# Henny penny or Henry penny



## P.Brothers (Oct 24, 2019)

A chicken ran into our was machine the other night. We are taking care of it. A lady at the feed store thought from picture that it is a female. But today we were researching chicken gender online. The chicken is small-perhaps a bantam or a juvenile. Has pretty long legs with spurs-which I read online is the sign of a male. Any help with this? A rooster or a hen?







advice requested. We live in Petaluma which back in the old days was known for its chickens.


----------



## robin416 (Sep 8, 2013)

Having a full side pic is helpful but I'm seeing some feathers at the base of the neck that implies boy. And if other breeds are anything like my Silkies that legginess was usually a boy. 

We need one of our resident hard feather gurus to take a peak. 

So, now what? Chances are there is someone not far that this bird ran from. Are you going to keep it if it is a boy? Can you?


----------



## P.Brothers (Oct 24, 2019)

robin416 said:


> Having a full side pic is helpful but I'm seeing some feathers at the base of the neck that implies boy. And if other breeds are anything like my Silkies that legginess was usually a boy.
> 
> We need one of our resident hard feather gurus to take a peak.
> 
> So, now what? Chances are there is someone not far that this bird ran from. Are you going to keep it if it is a boy? Can you?


Thanks so much for posting back. Yes we will keep the chicken regardless of its gender-if a rooster we will try to determine the breed and get him a couple of hen friends. If a girl will still get a couple of hens. Do you know if you must get the same breed when getting new chickens to mix with the chicken you have or not?


----------



## robin416 (Sep 8, 2013)

Not necessary to match the breed at all. Heck, I've got quail living with my one remaining old hen and she seems to be fine with it. What she didn't like was the two younger pullets I brought in to keep her company, hence the quail. 

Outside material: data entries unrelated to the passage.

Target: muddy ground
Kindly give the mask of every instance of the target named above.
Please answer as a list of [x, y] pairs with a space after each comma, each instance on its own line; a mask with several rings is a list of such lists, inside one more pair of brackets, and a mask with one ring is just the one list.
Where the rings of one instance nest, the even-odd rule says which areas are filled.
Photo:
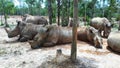
[[[12, 17], [8, 21], [14, 23], [16, 19], [19, 18]], [[31, 50], [28, 42], [15, 42], [16, 39], [8, 38], [4, 28], [0, 27], [0, 68], [45, 68], [45, 62], [56, 56], [57, 49], [70, 56], [71, 44]], [[77, 42], [78, 68], [120, 68], [120, 54], [108, 50], [107, 39], [103, 41], [103, 49], [98, 50], [86, 42]], [[64, 68], [68, 66], [66, 64]]]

If you can, get older girls. If the bird that has graced your life is a male when his hormones kick in he's liable to aggravate younger girls to no end. Most of the time older girls know how to put those over eager boys in their place.


----------



## Kendra (Nov 7, 2019)

Looks like red jungle fowl hen...


----------



## robin416 (Sep 8, 2013)

How the heck can you tell with just a head shot. FYI, I stink at id'ing anything that isn't a Silkie.


----------



## Kendra (Nov 7, 2019)

robin416 said:


> How the heck can you tell with just a head shot. FYI, I stink at id'ing anything that isn't a Silkie.


My friend has some red jungle fowl hens, also the comb and the neck coloring.


----------



## robin416 (Sep 8, 2013)

Can't get better than that for being able to id what the bird is. 

I wasn't exaggerating when I said I really struggle ID'ing other breeds. I can ID Dutch and Hamburgs and Faverolles and d'Uccles but that's only because I owned all of those breeds. Move away from them and it's a huge fail every time.


----------



## Sylie (May 4, 2018)

I have to agree with red junglefowl hen, young, probably not laying yet. Nice find, congratz! Beautiful birds.


----------